Dharma R, Ritchie N K, Rahayu S, Putricahya E, Santoso S
Department of Medical Biology, Faculty of Medicine, Universitas Indonesia.
Transfus Med. 2013 Aug;23(4):250-3. doi: 10.1111/tme.12039. Epub 2013 Apr 25.
Alloantibodies against human platelet antigens (HPAs) are responsible for the development of alloimmune thrombocytopenia including platelet transfusion refractoriness (PTR) and neonatal alloimmune thrombocytopenia (NAIT). Therefore, transfusion of HPA-compatible platelets is of importance for the management of these diseases.
Determination of the allele frequency of the major HPA systems for Indonesian blood donors and the development of the first HPA-typed donor registry in Indonesia.
DNA derived from 500 Indonesian healthy blood donors was genotyped for HPA-1 to HPA-6 and HPA-15 alleles by the use of polymerase chain reaction sequence-specific primer method.

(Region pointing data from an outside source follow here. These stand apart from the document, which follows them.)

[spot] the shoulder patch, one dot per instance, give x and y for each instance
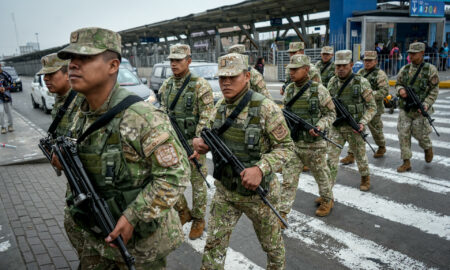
(166, 155)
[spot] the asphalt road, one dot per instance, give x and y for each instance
(402, 223)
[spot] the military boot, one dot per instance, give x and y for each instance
(428, 155)
(406, 166)
(198, 225)
(185, 215)
(324, 208)
(365, 183)
(380, 152)
(349, 159)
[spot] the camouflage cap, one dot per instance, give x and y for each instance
(237, 48)
(296, 46)
(370, 55)
(343, 57)
(179, 51)
(51, 63)
(232, 64)
(416, 47)
(298, 60)
(91, 41)
(327, 49)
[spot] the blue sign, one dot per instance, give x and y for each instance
(425, 8)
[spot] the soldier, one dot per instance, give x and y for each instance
(312, 102)
(358, 99)
(258, 118)
(380, 86)
(326, 65)
(426, 86)
(257, 82)
(191, 110)
(135, 162)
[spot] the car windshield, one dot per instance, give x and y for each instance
(126, 77)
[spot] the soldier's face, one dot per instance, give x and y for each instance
(57, 82)
(326, 57)
(180, 66)
(344, 70)
(231, 86)
(370, 63)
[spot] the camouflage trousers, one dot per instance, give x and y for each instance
(226, 209)
(416, 125)
(315, 157)
(341, 135)
(199, 191)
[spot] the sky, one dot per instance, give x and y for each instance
(54, 20)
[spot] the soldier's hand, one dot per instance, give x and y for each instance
(200, 146)
(251, 177)
(402, 93)
(123, 228)
(313, 133)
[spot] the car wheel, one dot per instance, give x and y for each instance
(35, 105)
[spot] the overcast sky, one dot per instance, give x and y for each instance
(54, 20)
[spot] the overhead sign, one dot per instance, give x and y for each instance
(425, 8)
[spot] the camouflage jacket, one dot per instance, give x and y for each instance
(203, 102)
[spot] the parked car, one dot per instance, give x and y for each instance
(17, 82)
(206, 70)
(132, 83)
(40, 96)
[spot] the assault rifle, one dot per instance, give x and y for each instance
(84, 193)
(413, 102)
(221, 151)
(296, 123)
(187, 147)
(344, 115)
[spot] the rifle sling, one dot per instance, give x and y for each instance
(109, 115)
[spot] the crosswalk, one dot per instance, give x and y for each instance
(406, 214)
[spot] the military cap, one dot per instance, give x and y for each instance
(91, 41)
(343, 57)
(296, 46)
(416, 47)
(370, 55)
(51, 63)
(179, 51)
(237, 48)
(232, 64)
(298, 60)
(327, 49)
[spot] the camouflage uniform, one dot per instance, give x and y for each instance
(412, 122)
(263, 119)
(316, 107)
(343, 133)
(194, 108)
(257, 82)
(328, 73)
(150, 171)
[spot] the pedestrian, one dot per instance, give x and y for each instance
(5, 101)
(312, 102)
(260, 138)
(135, 161)
(191, 110)
(380, 86)
(358, 99)
(325, 65)
(410, 121)
(257, 82)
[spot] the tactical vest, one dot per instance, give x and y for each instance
(117, 181)
(307, 108)
(184, 109)
(420, 86)
(351, 97)
(244, 141)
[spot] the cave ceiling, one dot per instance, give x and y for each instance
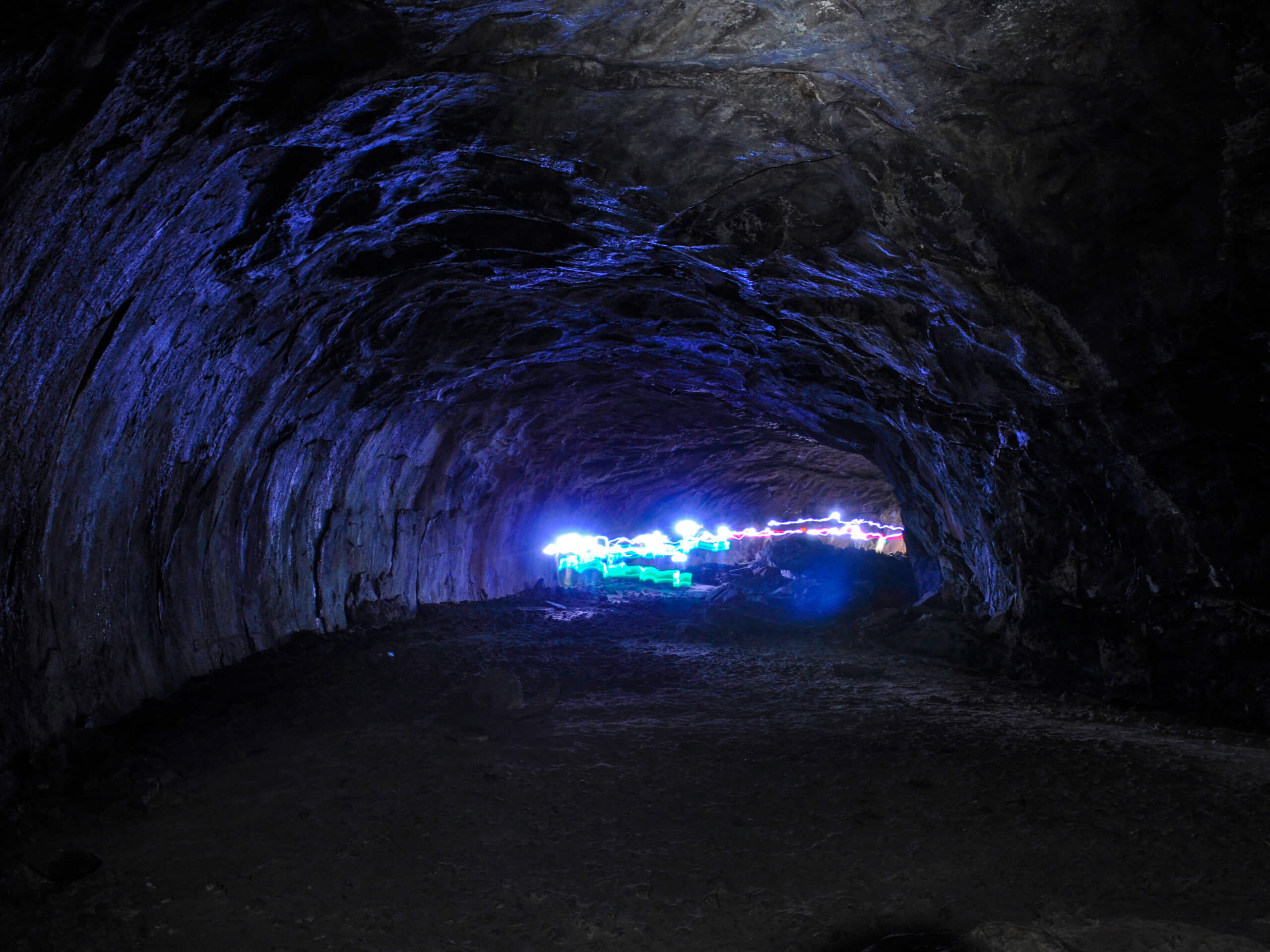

The gene frequencies of the rare allelic variants HPA-1b, -2b, -3b, -4b, -5b, -6b and -15b were 0·023, 0·060, 0·493, 0·052, 0·032, 0·044 and 0·049, respectively. However, donors homozygous for the HPA-1b, -2b and -6b were not found in this cohort, indicating that the risks of alloimmunisation caused by incompatibility of these three HPA systems are extremely low. In contrast, alloimmunisation against HPA-3, -4, -5 and -15 systems is anticipated.
The development of an HPA-genotyped registry for donors homozygous for HPA-1b, -2b and -6b is desired for the optimum management of PTR patients and children with NAIT.

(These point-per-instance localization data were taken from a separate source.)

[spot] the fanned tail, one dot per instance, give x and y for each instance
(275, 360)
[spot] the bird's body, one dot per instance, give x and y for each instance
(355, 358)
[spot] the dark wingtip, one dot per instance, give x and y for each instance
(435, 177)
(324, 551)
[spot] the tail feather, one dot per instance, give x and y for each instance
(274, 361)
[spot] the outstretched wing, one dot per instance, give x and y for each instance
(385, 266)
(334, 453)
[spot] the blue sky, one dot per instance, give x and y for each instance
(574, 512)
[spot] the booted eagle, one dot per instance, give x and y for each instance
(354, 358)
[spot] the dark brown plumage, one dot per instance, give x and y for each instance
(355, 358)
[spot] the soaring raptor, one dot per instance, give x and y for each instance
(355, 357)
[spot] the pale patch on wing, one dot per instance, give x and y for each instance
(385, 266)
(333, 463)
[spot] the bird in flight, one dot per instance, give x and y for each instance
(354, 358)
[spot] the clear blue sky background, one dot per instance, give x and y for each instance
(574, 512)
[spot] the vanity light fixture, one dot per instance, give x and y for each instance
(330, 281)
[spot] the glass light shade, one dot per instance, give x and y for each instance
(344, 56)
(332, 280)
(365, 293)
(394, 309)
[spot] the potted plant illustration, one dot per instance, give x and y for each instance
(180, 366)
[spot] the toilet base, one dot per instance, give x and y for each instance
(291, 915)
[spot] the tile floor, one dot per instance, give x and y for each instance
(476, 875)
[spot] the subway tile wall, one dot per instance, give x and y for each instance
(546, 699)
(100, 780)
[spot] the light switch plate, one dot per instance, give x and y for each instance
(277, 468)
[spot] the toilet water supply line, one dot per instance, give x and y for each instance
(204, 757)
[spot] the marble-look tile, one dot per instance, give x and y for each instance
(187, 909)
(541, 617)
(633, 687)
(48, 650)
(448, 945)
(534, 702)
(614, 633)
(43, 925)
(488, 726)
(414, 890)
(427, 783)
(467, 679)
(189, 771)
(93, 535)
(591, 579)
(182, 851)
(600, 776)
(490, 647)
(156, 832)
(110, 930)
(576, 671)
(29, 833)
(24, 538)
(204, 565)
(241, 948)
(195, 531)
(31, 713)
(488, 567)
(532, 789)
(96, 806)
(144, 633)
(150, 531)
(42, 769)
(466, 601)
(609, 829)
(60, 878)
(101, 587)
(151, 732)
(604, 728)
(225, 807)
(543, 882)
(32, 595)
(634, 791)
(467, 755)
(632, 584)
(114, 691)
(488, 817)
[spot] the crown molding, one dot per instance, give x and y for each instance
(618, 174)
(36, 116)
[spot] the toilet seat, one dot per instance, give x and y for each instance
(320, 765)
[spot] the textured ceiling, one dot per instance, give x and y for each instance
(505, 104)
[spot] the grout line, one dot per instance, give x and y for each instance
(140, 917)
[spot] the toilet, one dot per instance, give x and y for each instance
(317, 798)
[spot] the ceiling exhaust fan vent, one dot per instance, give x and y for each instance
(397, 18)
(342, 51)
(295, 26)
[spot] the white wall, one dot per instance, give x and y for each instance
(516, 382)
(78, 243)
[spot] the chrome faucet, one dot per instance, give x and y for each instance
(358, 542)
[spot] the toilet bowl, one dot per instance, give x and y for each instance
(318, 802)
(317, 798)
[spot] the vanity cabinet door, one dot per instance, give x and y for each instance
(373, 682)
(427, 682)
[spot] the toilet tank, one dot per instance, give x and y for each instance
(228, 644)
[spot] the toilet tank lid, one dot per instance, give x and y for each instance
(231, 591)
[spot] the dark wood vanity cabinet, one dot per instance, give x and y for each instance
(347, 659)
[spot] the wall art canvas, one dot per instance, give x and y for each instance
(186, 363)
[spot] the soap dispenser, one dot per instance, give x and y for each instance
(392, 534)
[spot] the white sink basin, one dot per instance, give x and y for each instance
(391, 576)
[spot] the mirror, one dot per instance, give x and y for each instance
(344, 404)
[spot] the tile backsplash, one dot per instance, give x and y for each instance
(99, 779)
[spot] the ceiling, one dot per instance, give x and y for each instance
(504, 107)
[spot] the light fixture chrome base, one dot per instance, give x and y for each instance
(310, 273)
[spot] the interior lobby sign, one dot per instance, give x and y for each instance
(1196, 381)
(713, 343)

抗人血小板抗原(HPA)的同种抗体可导致同种免疫性血小板减少症,包括血小板输注无效(PTR)和新生儿同种免疫性血小板减少症(NAIT)。因此,输注HPA相容的血小板对于这些疾病的治疗至关重要。
确定印度尼西亚献血者主要HPA系统的等位基因频率,并建立印度尼西亚首个HPA分型献血者登记册。
采用聚合酶链反应序列特异性引物法,对500名印度尼西亚健康献血者的DNA进行HPA-1至HPA-6和HPA-15等位基因分型。

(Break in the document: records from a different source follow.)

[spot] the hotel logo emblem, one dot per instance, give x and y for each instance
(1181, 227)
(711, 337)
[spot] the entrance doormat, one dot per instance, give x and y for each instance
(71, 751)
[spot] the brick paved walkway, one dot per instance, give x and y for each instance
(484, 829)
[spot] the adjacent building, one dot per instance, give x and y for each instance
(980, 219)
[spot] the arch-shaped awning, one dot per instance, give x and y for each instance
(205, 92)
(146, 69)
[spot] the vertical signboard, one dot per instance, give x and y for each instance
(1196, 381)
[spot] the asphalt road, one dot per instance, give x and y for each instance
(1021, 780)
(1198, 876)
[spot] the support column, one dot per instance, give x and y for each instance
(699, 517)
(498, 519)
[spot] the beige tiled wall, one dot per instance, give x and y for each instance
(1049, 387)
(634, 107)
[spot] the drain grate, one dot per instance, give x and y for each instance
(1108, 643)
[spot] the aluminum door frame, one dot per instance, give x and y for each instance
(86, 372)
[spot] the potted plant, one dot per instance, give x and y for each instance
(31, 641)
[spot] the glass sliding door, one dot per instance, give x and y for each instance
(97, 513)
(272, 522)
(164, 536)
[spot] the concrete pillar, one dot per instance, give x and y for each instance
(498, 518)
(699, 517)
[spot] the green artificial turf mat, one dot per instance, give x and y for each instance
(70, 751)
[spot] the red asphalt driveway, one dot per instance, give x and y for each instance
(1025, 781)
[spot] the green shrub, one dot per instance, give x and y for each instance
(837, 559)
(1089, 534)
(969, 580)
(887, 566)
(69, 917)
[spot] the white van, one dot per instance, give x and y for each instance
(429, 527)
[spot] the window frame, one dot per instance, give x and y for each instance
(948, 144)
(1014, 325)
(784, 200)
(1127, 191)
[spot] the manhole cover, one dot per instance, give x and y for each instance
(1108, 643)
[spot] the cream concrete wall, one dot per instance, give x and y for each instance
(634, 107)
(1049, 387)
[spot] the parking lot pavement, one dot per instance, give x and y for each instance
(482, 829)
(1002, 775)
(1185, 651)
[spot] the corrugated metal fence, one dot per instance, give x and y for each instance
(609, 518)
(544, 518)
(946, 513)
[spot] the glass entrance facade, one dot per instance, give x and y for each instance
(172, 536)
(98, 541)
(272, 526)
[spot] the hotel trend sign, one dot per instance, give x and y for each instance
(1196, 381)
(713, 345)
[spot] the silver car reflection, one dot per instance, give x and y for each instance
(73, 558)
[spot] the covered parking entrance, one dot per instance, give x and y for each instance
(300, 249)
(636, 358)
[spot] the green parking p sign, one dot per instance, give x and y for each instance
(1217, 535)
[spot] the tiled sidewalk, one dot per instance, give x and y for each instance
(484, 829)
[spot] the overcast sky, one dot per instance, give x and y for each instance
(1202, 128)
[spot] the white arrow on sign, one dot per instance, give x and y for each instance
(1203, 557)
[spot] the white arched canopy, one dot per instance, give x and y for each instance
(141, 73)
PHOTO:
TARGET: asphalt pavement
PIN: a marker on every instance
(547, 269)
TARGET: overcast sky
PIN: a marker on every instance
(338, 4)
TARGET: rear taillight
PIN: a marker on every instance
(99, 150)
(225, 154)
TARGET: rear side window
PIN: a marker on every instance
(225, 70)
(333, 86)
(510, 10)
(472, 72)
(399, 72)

罕见等位基因变体HPA-1b、-2b、-3b、-4b、-5b、-6b和-15b的基因频率分别为0.023、0.060、0.493、0.052、0.032、0.044和0.049。然而,在该队列中未发现HPA-1b、-2b和-6b纯合的献血者,这表明这三种HPA系统不相容引起的同种免疫风险极低。相比之下,预计会出现针对HPA-3、-4、-5和-15系统的同种免疫。
为了对PTR患者和NAIT儿童进行最佳管理,需要为HPA-1b、-2b和-6b纯合的献血者建立HPA基因分型登记册。